Откидываюсь на мягкую спинку кресла и закрываю глаза. Делаю медленный вдох и выдох и говорю:
— Мы с Витой разводимся.
— Почему?
— Я думаю, что ты в силах сделать вывод из сегодняшнего разговора.
— Сдал крепость?
— Разрушил и…
— И?
— И не нашел сил попросить о прощении, потому что решил, что я выше этого.
— Видимо, тот маленький мальчик за дверью не поверил отцу и в его раскаяние? — папа печально смотрит на меня.
— Нет, не поверил.
— Тебе бы было легче, если бы мы были в разводе?
— Я думаю, что тогда бы не случилось этого разговора, — открываю глаза и слабо улыбаюсь, — Ты решил отремонтировать крепость, и это, наверное, ценно. Да, трещины остались, но через год вокруг крепости расцветут черные розы.

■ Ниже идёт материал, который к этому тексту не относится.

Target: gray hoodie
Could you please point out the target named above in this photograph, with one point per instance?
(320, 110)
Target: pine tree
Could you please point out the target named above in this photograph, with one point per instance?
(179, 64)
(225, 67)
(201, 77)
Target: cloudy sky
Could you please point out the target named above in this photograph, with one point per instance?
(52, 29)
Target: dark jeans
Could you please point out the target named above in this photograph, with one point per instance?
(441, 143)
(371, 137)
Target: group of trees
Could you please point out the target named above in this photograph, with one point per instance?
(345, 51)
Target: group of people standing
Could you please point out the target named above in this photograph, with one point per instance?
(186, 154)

— Да они, сволочи, еще капризные же, — папа возмущенно цыкает. — Буду тайком подливать специальную подкормку именно для этих роз, чтобы они не сдохли.

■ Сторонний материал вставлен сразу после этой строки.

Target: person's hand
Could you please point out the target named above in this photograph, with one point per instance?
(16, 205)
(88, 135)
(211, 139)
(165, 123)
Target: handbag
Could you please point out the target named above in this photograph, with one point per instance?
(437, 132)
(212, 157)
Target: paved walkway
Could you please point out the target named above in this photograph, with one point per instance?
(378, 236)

— Ты уж постарайся, чтобы не сдохли.
— Боюсь, что тогда ко мне заявятся маньяки-цветочники и закопают живьем в лесу.
— Тогда надо очень постараться, — киваю я.
— Тогда я беру тебя в сообщники, — безапелляционно заявляет папа.
— Что? — в изумлении охаю я.
— План такой, ты отвлекаешь маму, пока я прокрадываюсь в сад и подсыпаю в корни волшебной подкормки, — достает из кармана пиджака небольшую бутыль из темного стекла.
— Как мне ее отвлечь?
— Не знаю, — беспечно пожимает плечами и прячет бутыль в карман, — это же твоя часть работы.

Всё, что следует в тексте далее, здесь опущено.